The ToothGrowth is a dataset of a research which records the growth of odontoblast of the incisor teeth as a criterion of vitamin C intake of the guinea pig.* The dataset is a data frame consisting of 60 rows (observations) and 3 columns (variables) and no Nulls. The range of variable len varies from 4.2 to 33.9. The dose column has 3 repeating values of 0.5, 1.0, 2.0. The variable supplement is a factor, with 2 levels, VC and OJ. A boxplot shows varying levels of effect by the dose level and supplement type on tooth growth. It seems to indicate that dose 2.0 has the similar effect of increasing growth by supplement OJ and VC.
## 'data.frame': 60 obs. of 3 variables:
## $ len : num 4.2 11.5 7.3 5.8 6.4 10 11.2 11.2 5.2 7 ...
## $ supp: Factor w/ 2 levels "OJ","VC": 2 2 2 2 2 2 2 2 2 2 ...
## $ dose: num 0.5 0.5 0.5 0.5 0.5 0.5 0.5 0.5 0.5 0.5 ...
## len supp dose
## Min. : 4.20 OJ:30 Min. :0.500
## 1st Qu.:13.07 VC:30 1st Qu.:0.500
## Median :19.25 Median :1.000
## Mean :18.81 Mean :1.167
## 3rd Qu.:25.27 3rd Qu.:2.000
## Max. :33.90 Max. :2.000
This section compares the effect of dose and supplement variables on the length variable.
Null hypothesis, Ho: Length of tooth growth = 0
Alternative hypothesis, Ha: Length of tooth growth <> 0
Result shows 95% probability that the average difference in tooth growth is -7.56 to .17 for each subject. A mean of 0 falls within the interval indicates the possibility of not ruling out 0 for the population difference between the 2 groups, and thus, failing to reject the null hypothesis. A p-value of 0.06 > 0.05 means this is not significant.
t.test(len ~ I(relevel(supp, 2)), paired = FALSE, data = ToothGrowth)
##
## Welch Two Sample t-test
##
## data: len by I(relevel(supp, 2))
## t = -1.9153, df = 55.309, p-value = 0.06063
## alternative hypothesis: true difference in means is not equal to 0
## 95 percent confidence interval:
## -7.5710156 0.1710156
## sample estimates:
## mean in group VC mean in group OJ
## 16.96333 20.66333
The data is subsetted for each dose. The results will show 95% probability that the average difference in tooth growth varies between positive values for doses 0.5 and 1.0 but not for dose 2.0. The p-values are low (< 0.05) which indicates significance for doses 0.5 and 1.0 but opposite for dose 2.0 with p=0.96 > 0.05.
toothdose4 <- subset(ToothGrowth, dose == 0.5)
toothdose5 <- subset(ToothGrowth, dose == 1.0)
toothdose6 <- subset(ToothGrowth, dose == 2.0)

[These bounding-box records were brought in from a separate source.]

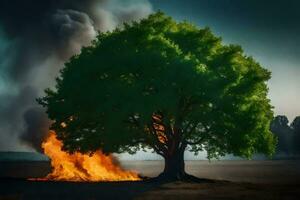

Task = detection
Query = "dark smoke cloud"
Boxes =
[0,0,152,151]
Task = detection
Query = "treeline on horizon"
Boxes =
[270,115,300,156]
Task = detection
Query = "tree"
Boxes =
[38,12,276,179]
[291,116,300,155]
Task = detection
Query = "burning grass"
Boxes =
[31,131,140,182]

t.test(len ~ supp, data = toothdose4)
##
## Welch Two Sample t-test
##
## data: len by supp
## t = 3.1697, df = 14.969, p-value = 0.006359
## alternative hypothesis: true difference in means is not equal to 0
## 95 percent confidence interval:
## 1.719057 8.780943
## sample estimates:
## mean in group OJ mean in group VC
## 13.23 7.98
t.test(len ~ supp, data = toothdose5)
##
## Welch Two Sample t-test
##
## data: len by supp
## t = 4.0328, df = 15.358, p-value = 0.001038
## alternative hypothesis: true difference in means is not equal to 0
## 95 percent confidence interval:
## 2.802148 9.057852
## sample estimates:
## mean in group OJ mean in group VC
## 22.70 16.77
t.test(len ~ supp, data = toothdose6)
##
## Welch Two Sample t-test
##
## data: len by supp
## t = -0.046136, df = 14.04, p-value = 0.9639
## alternative hypothesis: true difference in means is not equal to 0
## 95 percent confidence interval:
## -3.79807 3.63807
## sample estimates:
## mean in group OJ mean in group VC
## 26.06 26.14
The sample dataset is representative of the population.

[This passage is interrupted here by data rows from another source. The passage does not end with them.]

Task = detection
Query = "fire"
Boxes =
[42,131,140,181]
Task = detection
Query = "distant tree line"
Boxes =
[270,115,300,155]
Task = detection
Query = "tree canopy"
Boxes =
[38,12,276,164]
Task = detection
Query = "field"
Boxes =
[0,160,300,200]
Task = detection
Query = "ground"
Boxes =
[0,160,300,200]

The sample dataset is random and independent.
Equal variances between groups.
There is no significant difference on the effect of supplements, OJ and VC, on length of tooth growth.

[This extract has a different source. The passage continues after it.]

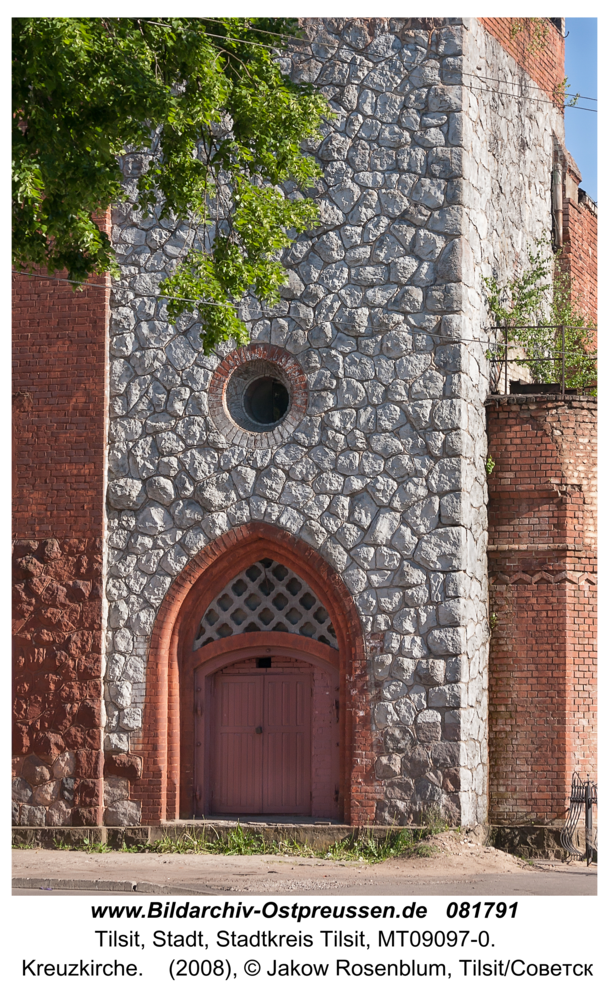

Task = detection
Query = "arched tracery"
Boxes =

There is significant difference on the effect of different dose combinations on length of tooth growth, in the lower 50%, from the CI negative values.
There is significant difference on the effect of dose 0.5 and 1.0, for each supplement, which is an increase in length, from the CI positive values.
There is no significant difference on the effect of dose 2.0 by each supplement as the 95% CI contains a mean of 0.
References: * The Journal of Nutrition 33(5): 491-504.